2.6 Q. Do other health insurance companies have to send rebates?

A. All health insurers in the United States that sell plans subject to the Affordable Care Act have to send rebates by September 30 each year if those plans didn’t meet MLR requirements for the previous year.


2.7 Q. Where can I find more information about the MLR?

A. The federal government has set up a website: https://www.healthcare.gov/health-care-law-protections/rate-review/ Diagonal Arrow

2.8 Q. Why haven't I received a rebate?

A. If you didn’t receive a rebate, it’s most likely for one of the following reasons:
  • The MLR rebates may not apply to your type of insurance — MLR rebates only apply to individual major medical and group major medical insurance plans (except for group self-funded plans)
  • Alternatively, Assurant Health may have met the minimum medical loss ratio threshold for your state and type of insurance, which means a rebate is not owed for the previous year

2.9 Q. I had no claims. Why didn’t I receive a rebate?


A. Rebates are not based on the personal claims activity of any individual. Rebates are based on overall health care claims activity that occurred in the previous year and if applicable in additional previous years for everybody in the state with the type of insurance policy to which the rebate applies.

Calculation


2.10 Q. How does an individual's claims activity affect individual rebates?

A. Rebates are not based on the personal claims activity of any individual. Rebates are based on overall health care claims activity that occurred in the previous year

 and if applicable in additional previous years for everybody in the state with the type of insurance policy to which the rebate applies.


2.11 Q. Why did my state apply for a lower ratio? This impacts my rebate.
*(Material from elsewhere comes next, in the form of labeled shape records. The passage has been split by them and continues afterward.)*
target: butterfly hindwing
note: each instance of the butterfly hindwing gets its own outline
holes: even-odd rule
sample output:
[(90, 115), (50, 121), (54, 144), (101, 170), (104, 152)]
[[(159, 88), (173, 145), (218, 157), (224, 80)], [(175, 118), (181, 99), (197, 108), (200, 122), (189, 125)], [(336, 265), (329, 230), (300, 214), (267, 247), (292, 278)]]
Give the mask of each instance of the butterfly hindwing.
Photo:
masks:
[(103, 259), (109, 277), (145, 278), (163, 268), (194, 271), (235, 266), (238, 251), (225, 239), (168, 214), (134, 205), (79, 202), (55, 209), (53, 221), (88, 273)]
A. Some states were concerned that meeting the 80% Medical Loss Ratio standard would destabilize the individual health insurance market and provide fewer choices for their residents. More information can be found here: https://www.healthcare.gov/health-care-law-protections/rate-review/ Diagonal Arrow

2.12 Q. Does the government calculate Assurant Health’s MLR, or is it calculated by Assurant Health?

A. Assurant Health calculates the rebate based on claims paid and premium received. We report this information to the U.S. Department of Health and Human Services (HHS) based on the guidelines they provide.

2.13 Q. Whether or not I receive a rebate, and how much that rebate is, is dependent on the group of policies that my policy is a part of. How is that group determined?

A. Parameters include: Whether your policy is individual medical, small group or large group coverage. The state in which the policy is issued. The legal entity that underwrites and issues the policy — Assurant Health is the brand name for insurance underwritten and issued by Time Insurance Company, John Alden Life Insurance Company and Union Security Insurance Company.

Rebate Distribution


2.14 Q. Who are you sending the rebate to?

A. Rebates are being sent to the primary insured on the policy, unless the primary is less than 18 years of age. If the primary insured is less than 18 years of age, the rebate is being sent to the payor listed on the policy. If you have concerns, please contact the policy owner.

2.15 Q. I’m the payor for the policy. Why wasn’t the rebate sent to me?

A. The policy is owned by the primary insured. Once premiums are paid, they become a part of the policy, and any rebate or refund is directed to the policy owner if 18 years of age or older. If the primary insured is under 18 years of age, the refund will go to the payor. If you have concerns, please contact the policy owner.

Premium Impact


2.16 Q. If Assurant Health pays out more than the 80% MLR, does that mean that instead of issuing a refund they can send me a bill for additional premium?

A. No. Your premium amount was set independently of the MLR.